Hello all! And welcome back to my blog; from one Crowned Soul to another. Today, I want to let you in on something I have been feeling lately… I have been struggling. Like struggling to talk, open up and most importantly pray… out loud. It felt like trying to explain slang to a foreigner. I became so tongue-tied, my mind would go blank and out came no sound. I want to explain how I feel, but I kept stumbling and mumbling… saying all the wrong things and end up rambling for the next 10 minutes, never really getting to the point I wanted to make in the first place. Imagine trying to find your shoes or pen in the middle of the night, your hand constantly patting the ground, hesitant before every move – that was me, trying to find the word to complete my sentence.
But one question kept repeating itself in my head? Why am I so afraid of being real? (you’re the same right)
Thing is, my mind always had a comeback! “It’s not who you are, you’re comfortable not saying anything, do you really want everyone to hear you stumble on your words? Are they even listening? Do you want them to hear your heart racing, at a thousand miles per hour or the fact that you are holding your breath?” And what do I do… I fall for it. Every time, like it had some sort of hold on me. I trip, like I’m about to be blackmailed… this was not the life I had in mind. This was not how life or a relationship with God was meant to be.
For the longest time, I have been brought up to pray a certain way, talk a certain way, fix up and make sure no one knows what I’ve been through or had to battle and if I did all those things and more, then God would hear me. That He will only help those who help themselves, but Romans 8:26-28 says different.

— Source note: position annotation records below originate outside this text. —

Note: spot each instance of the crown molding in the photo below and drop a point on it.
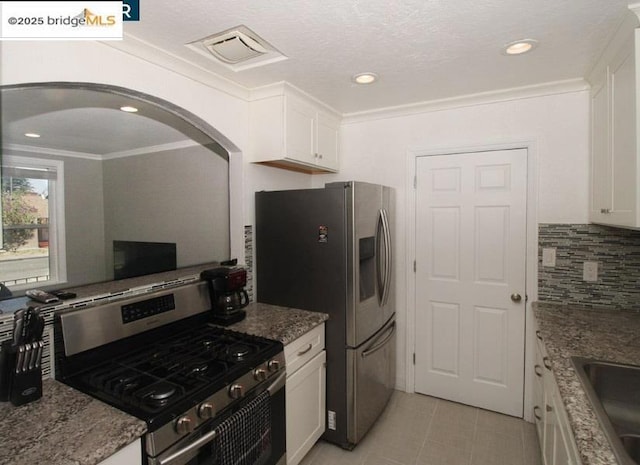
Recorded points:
(151, 149)
(482, 98)
(94, 156)
(146, 51)
(50, 151)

“In the same way, the Spirit helps us in our weakness. We do not know what we ought to pray for, but the Spirit himself intercedes for us through wordless groans. And he who searches our hearts knows the mind of the Spirit, because the Spirit intercedes for God’s people in accordance with the will of God. And we know that in all things God works for the good of those who love him, who have been called according to his purpose.” Romans 8:26-28
I’ve grown to learn that the Holy Spirit intercedes on my behalf, holding my hand through every wordless sigh, aching groan and watery plea. It doesn’t matter that I don’t know exactly what to say, how to polish it like my favourite pastor or best friend. He doesn’t want me or you to hide your scars, smooth the edges, have the best written prayer known to mankind or perfect it like you’re doing a rehearsal. He wants you to be real, raw and genuine with Him. He wants your tears, your mumbles and every hiccup that comes out in-between.

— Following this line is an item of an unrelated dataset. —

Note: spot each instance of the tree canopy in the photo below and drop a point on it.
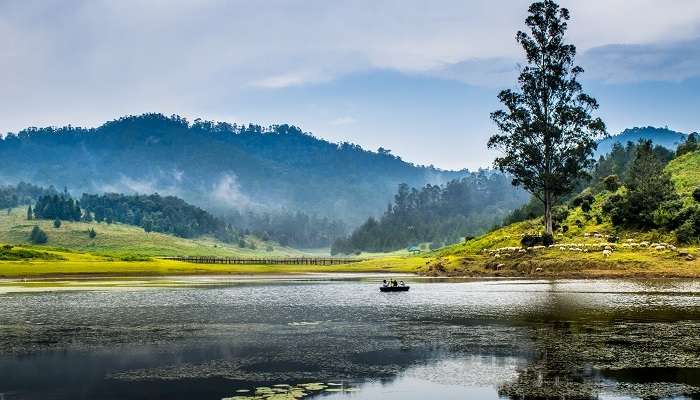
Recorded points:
(547, 134)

And all you have to do; is come as you are with no holding back.
So, even when your words are not comprehensible, interrupted by hiccups
Your writing illegible, smudged by your tears.
He still finds the beauty, in your broken prayers.
Heavenly Father, I thank you for the Holy Spirit who resides in me all time, never failing or hesitating to hear my every word and silent cry. Today, I choose to come to you, as I am, withholding nothing. In Jesus’ Name, Amen.